Why it matters:Assuming automatic conversion leads to compilation errors or unexpected bugs when mixing number types.
Quick: Do you think Float and Double store decimal numbers exactly as typed? Commit to yes or no.
Common Belief:Float and Double store decimal numbers exactly without any rounding errors.
Tap to reveal reality
Reality:Float and Double store decimal numbers approximately in binary, causing small rounding errors.
Why it matters:Ignoring this causes confusion in calculations, especially in financial or scientific apps needing exact decimals.
Quick: Do you think adding 1 to Int.MAX_VALUE causes an error or exception? Commit to error or wrap-around.
Common Belief:Adding 1 to Int.MAX_VALUE causes an error or exception in Kotlin.
Tap to reveal reality
Reality:It silently wraps around to Int.MIN_VALUE due to overflow.
Why it matters:Not knowing this can cause subtle bugs and incorrect results in numeric computations.
Quick: Do you think Double is just a bigger Float with no other differences?

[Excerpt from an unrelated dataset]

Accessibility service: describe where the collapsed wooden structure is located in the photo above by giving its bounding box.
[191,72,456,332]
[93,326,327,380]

Commit to yes or no.
Common Belief:Double is just a bigger Float with the same behavior and precision.
Tap to reveal reality
Reality:Double has more bits for exponent and mantissa, giving it much higher precision and range than Float.

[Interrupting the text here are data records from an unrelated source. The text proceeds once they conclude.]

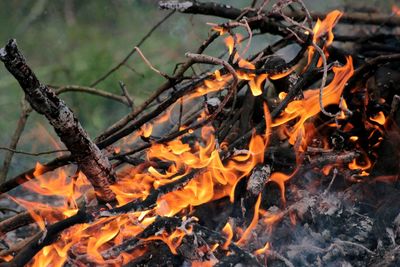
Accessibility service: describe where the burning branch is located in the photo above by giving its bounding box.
[0,0,400,267]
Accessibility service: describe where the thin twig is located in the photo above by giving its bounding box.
[50,85,129,106]
[0,146,68,157]
[119,81,135,109]
[90,10,175,87]
[134,46,170,79]
[0,98,32,184]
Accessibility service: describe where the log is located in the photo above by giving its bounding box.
[0,39,115,202]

Why it matters:Using Float when Double is needed can cause loss of important precision.
Expert Zone
1
Kotlin's number types map closely to JVM primitives, but Kotlin also supports nullable boxed types which behave differently in performance and memory.
2
Floating-point arithmetic follows IEEE 754 rules, including special values like NaN and infinity, which can affect comparisons and calculations.
3
Explicit conversions prevent accidental data loss but require careful handling in generic code or APIs expecting different numeric types.
When NOT to use
Avoid Float and Double for exact decimal calculations like money; use BigDecimal instead. For very large integers beyond Long, use BigInteger. When performance is critical and numbers fit in Int, prefer Int over Long to save memory.
Production Patterns
In real apps, Int is used for counts and small numbers, Long for timestamps or large IDs, Float for graphics or sensor data where precision is less critical, and Double for scientific or financial calculations. Explicit conversions and overflow checks are common in robust systems.
Connections
Binary Number System
builds-on
Understanding how numbers are stored in binary helps explain why Int and Long have fixed ranges and why Float and Double approximate decimals.

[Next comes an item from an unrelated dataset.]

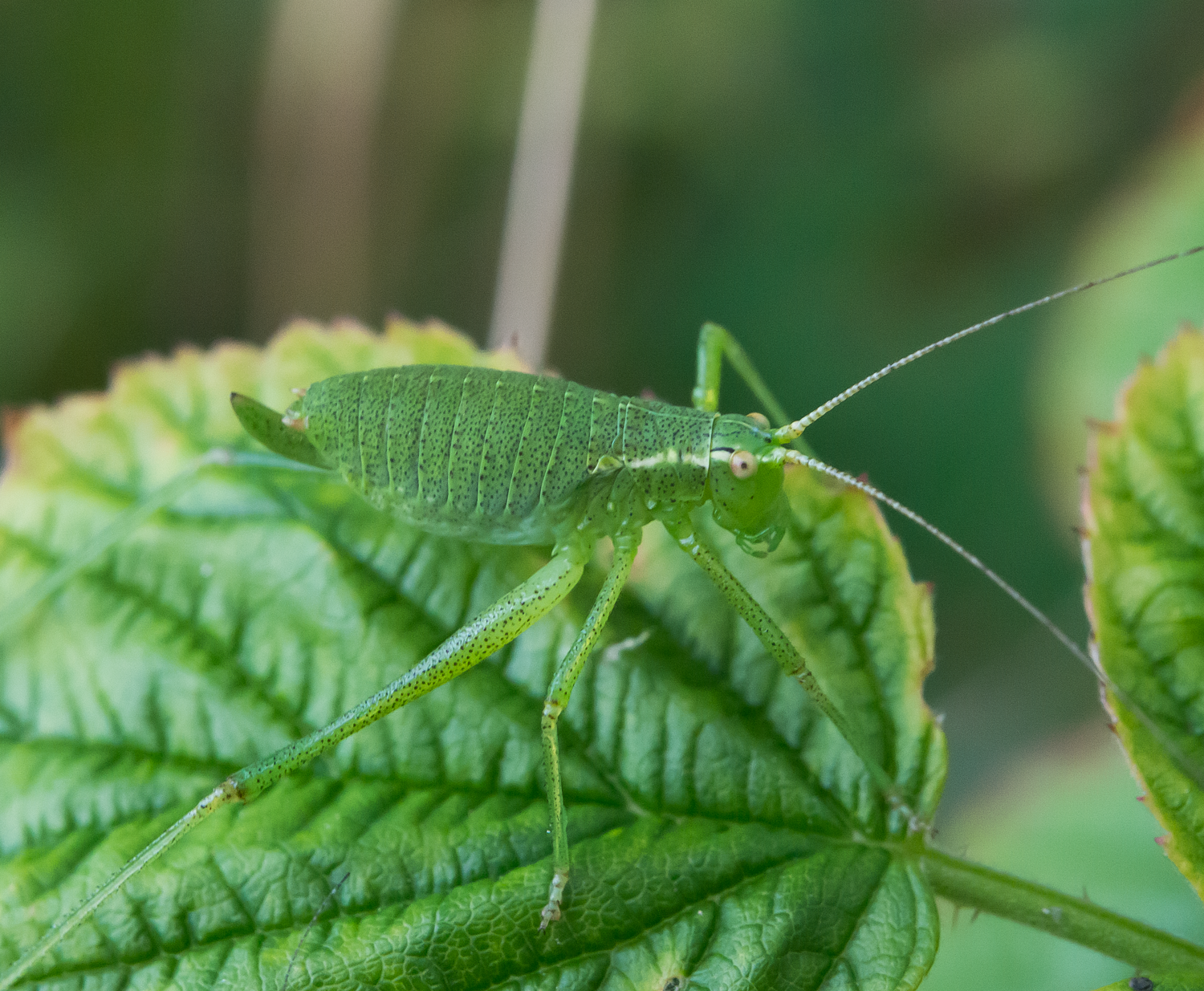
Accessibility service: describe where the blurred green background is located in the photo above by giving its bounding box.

Data Types and Memory Management
builds-on
Knowing how data types affect memory use guides choosing the right number type for efficient programs.
Financial Accounting
opposite
Financial accounting requires exact decimal precision, highlighting why floating-point types are unsuitable for money calculations.
Common Pitfalls
#1Using Int for numbers larger than its max value causes silent overflow.
Wrong approach:val bigNumber: Int = 3000000000
Correct approach:val bigNumber: Long = 3000000000L
Root cause:Not knowing Int's maximum range and forgetting to use Long for bigger numbers.
#2Assuming Float stores decimal numbers exactly leads to rounding errors.
Wrong approach:val price: Float = 0.1F + 0.2F println(price == 0.3F) // expects true
Correct approach:val price: Double = 0.1 + 0.2 println(price == 0.3) // still false, handle with rounding
Root cause:Misunderstanding floating-point binary representation and precision limits.
#3Mixing number types without explicit conversion causes compile errors.
Wrong approach:val i: Int = 10 val l: Long = i + 5L // error
Correct approach:val i: Int = 10 val l: Long = i.toLong() + 5L
Root cause:Not realizing Kotlin requires explicit conversions between numeric types.
Key Takeaways
Int and Long store whole numbers with 32 and 64 bits respectively, defining their size and range.
Float and Double store decimal numbers approximately using 32 and 64 bits, with Double offering higher precision.
Kotlin requires explicit conversions between number types to avoid hidden bugs and data loss.
Floating-point types cannot represent all decimals exactly due to binary storage, causing small rounding errors.
Choosing the right number type balances memory use, precision, and performance for your program's needs.